Were they Irish wolfhounds?

Well done for getting the lady's name. I think I would have hidden behind the sofa for a few days! Was she apologetic?


----------



## Mogdog (Feb 6, 2011)

caradunne said:


> One of them picked her up by the fur on her back and started shaking her so I kicked it away and picked her up.


Oh Cara, that's awful. I do hope Izzy is ok and her back wasn't hurt. I would have done exactly the same as you. :hug:


----------



## Dylansmum (Oct 29, 2010)

I'd definitely report it - they shouldnt be out loose if they are aggressive. Irresponsible owners make me so angry - the trauma caused by dog attacks is massive. It really spoiled dog ownership for me for a while.


----------



## Dylansmum (Oct 29, 2010)

weez74 said:


> Were they Irish wolfhounds?
> 
> Well done for getting the lady's name. I think I would have hidden behind the sofa for a few days! Was she apologetic?

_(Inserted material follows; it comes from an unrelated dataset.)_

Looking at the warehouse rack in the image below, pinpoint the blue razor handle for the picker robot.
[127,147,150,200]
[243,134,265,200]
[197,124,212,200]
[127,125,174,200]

I would doubt they were wolfhounds - I used to have one and they are totally non-aggressive. Maybe lurchers.


----------



## Kel (Feb 1, 2011)

Oh my gosh, I am sorry you and Izzy had to go through that! Do report it, for sure. Obviously those dogs cannot be trusted off leash. I spent many years of my life afraid of dogs so I can't imagine what I would do if something like that happened to me.


----------



## MillieDog (Jun 1, 2011)

Horrid, absolutely horrid. Thats my worse nightmare. Millie is such a friendly dog I can imagine what would happen if a dog turned on her.

I hope you are both ok now. Try and socialise her as soon as possible with dogs you know are friendly. I dont know what I would have done in that situation, my instinct would be to grab my dog and hold her close.


----------



## caradunne (Nov 29, 2010)

Dylansmum said:


> I would doubt they were wolfhounds - I used to have one and they are totally non-aggressive. Maybe lurchers.


I am not very good at dog breeds! Have just looked through a book, and it isn't in there! The closest face I can find is a great dane, but the dog was not as big as that (almost) and it had red setter type fur, but not as long as a red setters! I wouldn't be any good if I had to give info for a photo fit!!!!! It definately wasn't a wolf hound and now I know what a lurcher looks like - not a lurcher! One of them was dark reddy brown and the other was black - they were a bit slobbery!!!!!


----------



## JoJo (Mar 2, 2011)

Oh Cara & Izzy....

You poor things, that sort of situation is what really scares me when I am out with my dogs. We can all control our own dogs, but someone elses, well thats another story... 

Biggest hugs and love to you both xxxxxxx


----------



## jools (Nov 11, 2010)

I dread something like that happening - us girls walk every wednesday and did get attacked by a pack of dogs - i can only think they thought my furry scarf which i had took off to be an animal as it was dangling from my arm - i threw it and it threw the dog for a while but i wonder if i'd had a water pistol would it have surprised them enough to stop or would it make them more angry?? Love to you and Izzy - hope she recovers soon xxxx


----------



## Jedicrazy (Apr 26, 2011)

Cara, hope you and Izzy are feeling a little better after your shock. I'm not sure what I would have done, probably picked Obi up. I've just had a quick look online and found this suggestion. 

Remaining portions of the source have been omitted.